The poverty of excellence in the show was vividly illustrated by a two contrasting sets of works which each won awards in multiple categories. A gold award was presented to Viva Dolan Communications & Design for Butterfield & Robinson’s iconic stationery. Since the firm organizes biking and walking trips for the gentry, it was only appropriate for Viva Dolan to combine a decorative light-yellow fringe at the edges of letterhead and business-card stock with charmingly retro photos of a globe, a camera, a suitcase, and other travel icons. A catalogue by the same designers for the same firm won another gold, with its Vellekoop-like cover illustration (the book’s drawings were actually done by Frank Viva and Shawn Murenbeeld) and just-a-hair-short-of-too-tasteful typography. Other Butterfield & Robinson publications garnered silver awards; all were deserved.

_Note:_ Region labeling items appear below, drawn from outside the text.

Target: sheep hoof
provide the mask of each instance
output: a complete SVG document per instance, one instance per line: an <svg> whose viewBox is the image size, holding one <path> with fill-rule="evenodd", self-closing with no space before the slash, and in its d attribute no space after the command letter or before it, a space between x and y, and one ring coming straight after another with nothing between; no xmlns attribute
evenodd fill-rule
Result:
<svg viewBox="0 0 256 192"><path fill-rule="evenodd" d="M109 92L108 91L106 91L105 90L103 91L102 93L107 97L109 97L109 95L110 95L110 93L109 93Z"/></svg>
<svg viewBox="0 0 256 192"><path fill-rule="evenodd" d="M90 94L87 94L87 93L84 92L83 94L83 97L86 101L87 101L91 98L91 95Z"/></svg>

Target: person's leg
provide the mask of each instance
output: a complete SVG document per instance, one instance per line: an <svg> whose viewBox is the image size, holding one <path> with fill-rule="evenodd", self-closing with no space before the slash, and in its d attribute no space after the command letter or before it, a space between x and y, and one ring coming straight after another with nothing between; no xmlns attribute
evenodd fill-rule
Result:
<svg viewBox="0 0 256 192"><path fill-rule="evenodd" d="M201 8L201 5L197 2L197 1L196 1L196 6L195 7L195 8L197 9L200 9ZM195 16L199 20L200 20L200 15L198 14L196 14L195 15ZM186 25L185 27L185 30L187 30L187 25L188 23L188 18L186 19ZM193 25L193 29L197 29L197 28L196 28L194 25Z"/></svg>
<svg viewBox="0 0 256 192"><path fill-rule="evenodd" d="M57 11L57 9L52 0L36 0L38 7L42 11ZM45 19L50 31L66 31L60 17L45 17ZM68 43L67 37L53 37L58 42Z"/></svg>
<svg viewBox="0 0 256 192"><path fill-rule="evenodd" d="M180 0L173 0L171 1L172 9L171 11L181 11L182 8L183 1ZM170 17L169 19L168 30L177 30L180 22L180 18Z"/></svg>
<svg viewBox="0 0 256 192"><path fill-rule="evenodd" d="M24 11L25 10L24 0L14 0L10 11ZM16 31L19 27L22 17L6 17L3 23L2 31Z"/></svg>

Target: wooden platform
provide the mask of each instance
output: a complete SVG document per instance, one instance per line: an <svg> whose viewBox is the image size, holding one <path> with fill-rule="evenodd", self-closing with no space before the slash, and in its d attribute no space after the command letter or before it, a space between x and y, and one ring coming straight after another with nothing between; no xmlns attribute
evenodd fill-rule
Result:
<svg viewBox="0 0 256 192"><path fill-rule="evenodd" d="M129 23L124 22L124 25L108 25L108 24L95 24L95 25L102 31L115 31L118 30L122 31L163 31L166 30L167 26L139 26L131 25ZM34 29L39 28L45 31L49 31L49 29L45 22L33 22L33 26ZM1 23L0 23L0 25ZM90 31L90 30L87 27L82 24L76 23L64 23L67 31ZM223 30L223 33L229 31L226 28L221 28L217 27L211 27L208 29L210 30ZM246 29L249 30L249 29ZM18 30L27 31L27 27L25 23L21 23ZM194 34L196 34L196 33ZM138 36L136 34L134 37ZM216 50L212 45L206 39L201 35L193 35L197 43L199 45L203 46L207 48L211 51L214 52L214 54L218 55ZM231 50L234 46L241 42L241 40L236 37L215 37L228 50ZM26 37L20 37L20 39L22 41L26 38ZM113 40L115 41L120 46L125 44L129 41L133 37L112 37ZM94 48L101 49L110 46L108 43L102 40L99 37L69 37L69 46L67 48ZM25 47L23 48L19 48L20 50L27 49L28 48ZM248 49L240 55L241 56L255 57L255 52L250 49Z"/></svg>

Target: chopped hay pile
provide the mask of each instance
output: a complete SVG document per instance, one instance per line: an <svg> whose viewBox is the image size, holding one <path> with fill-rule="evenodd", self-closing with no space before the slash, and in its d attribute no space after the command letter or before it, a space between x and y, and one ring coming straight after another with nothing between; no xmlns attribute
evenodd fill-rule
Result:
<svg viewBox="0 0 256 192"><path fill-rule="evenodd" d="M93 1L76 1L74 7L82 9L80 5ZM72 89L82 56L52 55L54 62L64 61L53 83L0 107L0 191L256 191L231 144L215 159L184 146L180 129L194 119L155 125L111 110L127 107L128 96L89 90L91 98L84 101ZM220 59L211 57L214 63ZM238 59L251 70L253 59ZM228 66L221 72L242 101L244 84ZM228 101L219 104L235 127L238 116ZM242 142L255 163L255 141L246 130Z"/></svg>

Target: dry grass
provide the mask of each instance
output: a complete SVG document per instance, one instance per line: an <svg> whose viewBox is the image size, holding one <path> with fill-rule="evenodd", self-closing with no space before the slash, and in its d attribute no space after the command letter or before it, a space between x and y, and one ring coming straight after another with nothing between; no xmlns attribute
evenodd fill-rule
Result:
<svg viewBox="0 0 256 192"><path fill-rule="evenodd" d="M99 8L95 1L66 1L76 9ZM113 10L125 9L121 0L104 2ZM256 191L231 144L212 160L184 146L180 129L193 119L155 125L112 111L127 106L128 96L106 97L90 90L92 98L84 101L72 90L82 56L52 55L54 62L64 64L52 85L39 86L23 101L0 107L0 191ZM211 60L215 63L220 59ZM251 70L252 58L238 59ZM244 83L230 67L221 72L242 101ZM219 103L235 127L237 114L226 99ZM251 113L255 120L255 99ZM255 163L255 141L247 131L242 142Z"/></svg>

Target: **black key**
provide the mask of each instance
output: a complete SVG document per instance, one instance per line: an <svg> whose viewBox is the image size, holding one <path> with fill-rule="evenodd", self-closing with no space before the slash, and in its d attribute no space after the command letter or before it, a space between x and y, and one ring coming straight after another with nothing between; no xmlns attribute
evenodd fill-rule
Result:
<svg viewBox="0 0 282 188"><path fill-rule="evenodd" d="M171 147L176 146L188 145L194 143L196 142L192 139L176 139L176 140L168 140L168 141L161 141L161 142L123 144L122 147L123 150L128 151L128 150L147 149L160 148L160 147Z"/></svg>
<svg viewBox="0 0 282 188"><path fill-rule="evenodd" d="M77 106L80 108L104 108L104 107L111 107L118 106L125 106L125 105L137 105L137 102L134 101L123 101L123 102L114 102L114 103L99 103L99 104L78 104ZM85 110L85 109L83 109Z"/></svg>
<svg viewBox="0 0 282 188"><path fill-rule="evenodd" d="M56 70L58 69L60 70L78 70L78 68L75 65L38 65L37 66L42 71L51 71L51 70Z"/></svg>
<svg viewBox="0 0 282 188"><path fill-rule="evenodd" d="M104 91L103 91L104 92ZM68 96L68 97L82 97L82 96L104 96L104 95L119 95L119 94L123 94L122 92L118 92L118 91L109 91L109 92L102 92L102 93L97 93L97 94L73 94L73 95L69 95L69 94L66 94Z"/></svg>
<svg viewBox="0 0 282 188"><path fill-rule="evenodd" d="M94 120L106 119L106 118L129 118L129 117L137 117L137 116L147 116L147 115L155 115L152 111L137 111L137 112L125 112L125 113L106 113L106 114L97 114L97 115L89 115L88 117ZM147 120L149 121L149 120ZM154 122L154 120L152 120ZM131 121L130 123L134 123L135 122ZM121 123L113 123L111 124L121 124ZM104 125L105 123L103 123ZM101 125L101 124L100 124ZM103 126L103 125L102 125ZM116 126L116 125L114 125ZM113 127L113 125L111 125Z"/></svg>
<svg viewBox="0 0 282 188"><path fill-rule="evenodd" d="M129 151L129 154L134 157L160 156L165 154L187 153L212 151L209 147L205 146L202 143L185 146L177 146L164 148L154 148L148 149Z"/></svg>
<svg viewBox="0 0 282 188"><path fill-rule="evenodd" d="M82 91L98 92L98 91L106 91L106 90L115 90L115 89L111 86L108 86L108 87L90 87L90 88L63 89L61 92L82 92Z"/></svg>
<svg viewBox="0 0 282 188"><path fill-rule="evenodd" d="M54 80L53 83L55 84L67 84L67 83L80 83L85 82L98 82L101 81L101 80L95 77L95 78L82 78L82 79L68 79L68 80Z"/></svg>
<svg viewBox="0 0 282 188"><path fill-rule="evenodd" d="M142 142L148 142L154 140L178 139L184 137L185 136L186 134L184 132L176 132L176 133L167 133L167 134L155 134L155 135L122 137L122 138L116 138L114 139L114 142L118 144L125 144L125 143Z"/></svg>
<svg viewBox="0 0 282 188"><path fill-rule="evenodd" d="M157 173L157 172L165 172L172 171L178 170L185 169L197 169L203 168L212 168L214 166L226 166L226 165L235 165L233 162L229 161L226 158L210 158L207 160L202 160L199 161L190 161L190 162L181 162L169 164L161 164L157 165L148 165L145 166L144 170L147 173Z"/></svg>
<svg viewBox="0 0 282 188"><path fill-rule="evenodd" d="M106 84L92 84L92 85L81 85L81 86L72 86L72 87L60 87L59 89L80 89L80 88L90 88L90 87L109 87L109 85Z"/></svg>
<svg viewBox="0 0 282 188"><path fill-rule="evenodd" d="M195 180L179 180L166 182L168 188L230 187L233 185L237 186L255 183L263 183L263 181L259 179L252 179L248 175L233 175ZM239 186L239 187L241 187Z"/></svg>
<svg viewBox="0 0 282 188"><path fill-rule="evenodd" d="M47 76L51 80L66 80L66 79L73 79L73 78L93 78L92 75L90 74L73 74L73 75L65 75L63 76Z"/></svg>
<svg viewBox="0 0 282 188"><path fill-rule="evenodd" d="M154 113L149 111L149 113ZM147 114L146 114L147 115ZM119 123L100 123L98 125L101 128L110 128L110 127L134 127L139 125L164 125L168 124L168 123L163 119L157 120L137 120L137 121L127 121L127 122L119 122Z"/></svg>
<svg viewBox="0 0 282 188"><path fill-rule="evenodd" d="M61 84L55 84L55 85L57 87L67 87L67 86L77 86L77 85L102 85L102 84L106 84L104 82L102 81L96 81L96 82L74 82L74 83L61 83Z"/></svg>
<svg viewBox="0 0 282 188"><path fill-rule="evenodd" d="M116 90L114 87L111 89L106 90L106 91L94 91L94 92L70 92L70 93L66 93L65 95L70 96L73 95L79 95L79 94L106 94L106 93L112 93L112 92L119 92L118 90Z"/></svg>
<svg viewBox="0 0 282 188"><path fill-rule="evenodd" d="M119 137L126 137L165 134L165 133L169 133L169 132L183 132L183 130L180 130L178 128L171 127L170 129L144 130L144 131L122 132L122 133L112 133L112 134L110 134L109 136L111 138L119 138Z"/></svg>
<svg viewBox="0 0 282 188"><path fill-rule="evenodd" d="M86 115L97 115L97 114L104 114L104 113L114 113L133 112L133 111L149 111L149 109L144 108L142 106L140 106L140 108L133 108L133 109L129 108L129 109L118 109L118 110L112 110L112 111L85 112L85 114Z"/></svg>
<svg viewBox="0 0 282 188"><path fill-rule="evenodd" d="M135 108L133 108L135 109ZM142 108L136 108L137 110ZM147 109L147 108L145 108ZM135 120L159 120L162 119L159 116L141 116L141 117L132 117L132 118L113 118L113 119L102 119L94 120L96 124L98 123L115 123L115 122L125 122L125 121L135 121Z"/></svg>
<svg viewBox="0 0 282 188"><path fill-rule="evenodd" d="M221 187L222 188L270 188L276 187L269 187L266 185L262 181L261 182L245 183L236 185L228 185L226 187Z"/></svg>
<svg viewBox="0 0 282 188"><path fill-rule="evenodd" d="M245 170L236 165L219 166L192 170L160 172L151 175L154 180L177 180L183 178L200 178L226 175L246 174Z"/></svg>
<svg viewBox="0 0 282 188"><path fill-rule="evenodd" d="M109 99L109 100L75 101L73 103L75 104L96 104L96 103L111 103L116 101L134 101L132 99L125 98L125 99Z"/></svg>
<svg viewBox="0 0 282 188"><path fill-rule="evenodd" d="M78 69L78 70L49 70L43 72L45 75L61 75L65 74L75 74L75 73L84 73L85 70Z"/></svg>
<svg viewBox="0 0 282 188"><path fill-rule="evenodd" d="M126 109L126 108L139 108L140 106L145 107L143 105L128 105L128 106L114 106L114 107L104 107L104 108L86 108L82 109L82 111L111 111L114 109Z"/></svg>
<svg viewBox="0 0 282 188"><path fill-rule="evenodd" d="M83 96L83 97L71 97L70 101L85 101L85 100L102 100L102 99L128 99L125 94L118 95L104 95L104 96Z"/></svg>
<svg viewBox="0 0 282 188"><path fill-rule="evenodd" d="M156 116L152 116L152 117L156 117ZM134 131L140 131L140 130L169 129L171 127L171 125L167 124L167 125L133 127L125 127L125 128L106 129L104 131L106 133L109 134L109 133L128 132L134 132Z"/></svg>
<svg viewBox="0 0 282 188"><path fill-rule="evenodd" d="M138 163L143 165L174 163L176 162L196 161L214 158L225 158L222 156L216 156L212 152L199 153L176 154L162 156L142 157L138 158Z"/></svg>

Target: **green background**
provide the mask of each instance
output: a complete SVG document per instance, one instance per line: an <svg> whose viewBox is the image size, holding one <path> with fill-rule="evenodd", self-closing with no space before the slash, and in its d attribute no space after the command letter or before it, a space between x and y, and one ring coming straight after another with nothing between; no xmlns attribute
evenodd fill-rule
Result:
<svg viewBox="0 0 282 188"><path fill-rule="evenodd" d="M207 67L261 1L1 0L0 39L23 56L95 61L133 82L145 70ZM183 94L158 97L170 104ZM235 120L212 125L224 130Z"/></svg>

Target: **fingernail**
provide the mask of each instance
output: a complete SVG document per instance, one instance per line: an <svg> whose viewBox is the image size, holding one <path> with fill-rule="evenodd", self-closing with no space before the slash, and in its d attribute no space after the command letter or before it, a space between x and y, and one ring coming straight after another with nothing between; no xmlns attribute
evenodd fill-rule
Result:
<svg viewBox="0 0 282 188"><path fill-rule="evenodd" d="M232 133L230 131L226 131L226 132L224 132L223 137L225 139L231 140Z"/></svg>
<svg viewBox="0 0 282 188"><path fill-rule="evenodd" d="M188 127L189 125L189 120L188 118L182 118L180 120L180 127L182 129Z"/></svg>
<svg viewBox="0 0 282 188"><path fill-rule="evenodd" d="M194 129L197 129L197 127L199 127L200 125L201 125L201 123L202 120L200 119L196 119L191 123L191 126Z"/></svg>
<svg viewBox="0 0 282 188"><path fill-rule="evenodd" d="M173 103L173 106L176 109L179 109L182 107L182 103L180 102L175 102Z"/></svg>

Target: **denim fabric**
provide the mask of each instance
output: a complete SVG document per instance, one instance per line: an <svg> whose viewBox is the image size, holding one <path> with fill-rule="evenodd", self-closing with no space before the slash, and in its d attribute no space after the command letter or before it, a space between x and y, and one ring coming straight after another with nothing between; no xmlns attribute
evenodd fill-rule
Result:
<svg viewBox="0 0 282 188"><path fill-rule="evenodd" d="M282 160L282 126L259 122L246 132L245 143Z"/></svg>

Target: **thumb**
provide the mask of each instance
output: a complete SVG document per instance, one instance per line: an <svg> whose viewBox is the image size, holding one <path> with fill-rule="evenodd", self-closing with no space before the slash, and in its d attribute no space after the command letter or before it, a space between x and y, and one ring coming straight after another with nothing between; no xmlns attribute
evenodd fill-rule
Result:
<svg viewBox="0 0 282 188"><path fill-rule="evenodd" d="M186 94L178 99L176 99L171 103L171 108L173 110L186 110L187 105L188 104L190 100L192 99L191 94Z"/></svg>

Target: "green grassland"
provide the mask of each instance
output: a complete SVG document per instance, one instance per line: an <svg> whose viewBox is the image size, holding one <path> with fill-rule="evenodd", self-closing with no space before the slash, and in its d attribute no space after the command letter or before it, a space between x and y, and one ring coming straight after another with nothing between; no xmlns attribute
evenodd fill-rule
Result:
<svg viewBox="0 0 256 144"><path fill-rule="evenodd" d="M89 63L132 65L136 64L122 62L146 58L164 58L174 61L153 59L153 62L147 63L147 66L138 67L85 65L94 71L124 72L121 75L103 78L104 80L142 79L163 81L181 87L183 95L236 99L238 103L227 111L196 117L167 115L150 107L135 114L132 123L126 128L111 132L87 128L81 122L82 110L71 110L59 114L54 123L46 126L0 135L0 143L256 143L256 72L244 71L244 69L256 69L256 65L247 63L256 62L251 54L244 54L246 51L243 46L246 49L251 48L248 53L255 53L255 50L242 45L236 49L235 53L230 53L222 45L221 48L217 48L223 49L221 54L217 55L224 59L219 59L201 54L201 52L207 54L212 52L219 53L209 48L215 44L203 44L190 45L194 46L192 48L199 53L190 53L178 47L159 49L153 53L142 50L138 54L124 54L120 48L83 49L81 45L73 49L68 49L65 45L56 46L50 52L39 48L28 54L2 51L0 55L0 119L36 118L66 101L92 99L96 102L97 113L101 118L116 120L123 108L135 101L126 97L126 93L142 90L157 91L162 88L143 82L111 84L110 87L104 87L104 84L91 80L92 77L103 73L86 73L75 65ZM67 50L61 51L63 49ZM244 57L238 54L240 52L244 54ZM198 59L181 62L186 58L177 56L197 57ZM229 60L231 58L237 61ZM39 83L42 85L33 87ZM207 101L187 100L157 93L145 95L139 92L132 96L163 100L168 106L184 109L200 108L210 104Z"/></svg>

Then there’s the Red Dog beer campaign from Molson Breweries, masterminded by the MBL/BBDO agency. You’ve probably run across it: The print ads and billboards feature the face of a bulldog (or whatever the hell those ugly dogs are – they’re clearly used as a device that hosers and frat boys can identify with) along with some haphazardly-spaced headlines set in Trixie, the cutesy typewriter face that resembles a bad fax of a bad photocopy of a weak carbon copy of a FedEx waybill hacked out on a manual typewriter. Judges simply could not get enough of the ads; they took home armfuls of awards in print advertising and multimedia (i.e., radio and TV) categories.
Sorry to rain on the two-four parade here, but the entire campaign save the radio ads, brought to life by the sexiest voice this side of a 976 phone line (Tommy Lee Jones’, no less), is annoying and an insult to the intelligence. Is it radical even in 1994 to object in principle to promoting alcohol, which of course is a perfectly legal product but arguably a damaging and pernicious one? Judges in the print category are to be faulted for shovelling awards onto a derivative design.
The Red Dog bulldog is in fact lifted wholesale from a book of trademarks I once perused and now cannot locate. Sure, the logo was reworked into an entire system (dogs in TV commercials, sexy schnauzer-like voices in radio ads), but the underpinnings of the system are borrowed, not new. The wholesale deployment of Trixie amounts to vernacular typography – using a typeface or layout for its specific “Oh, I’ve seen that before” connotations. The mark of true creativity is fashioning your own connotations out of typefaces not burdened by specific antecedents. Yes, all design builds on previous work (at least on the 26 letters of the alphabet), but to achieve a gestalt takes a spark of originality. Red Dog ads are merely the sum of two clichéd parts.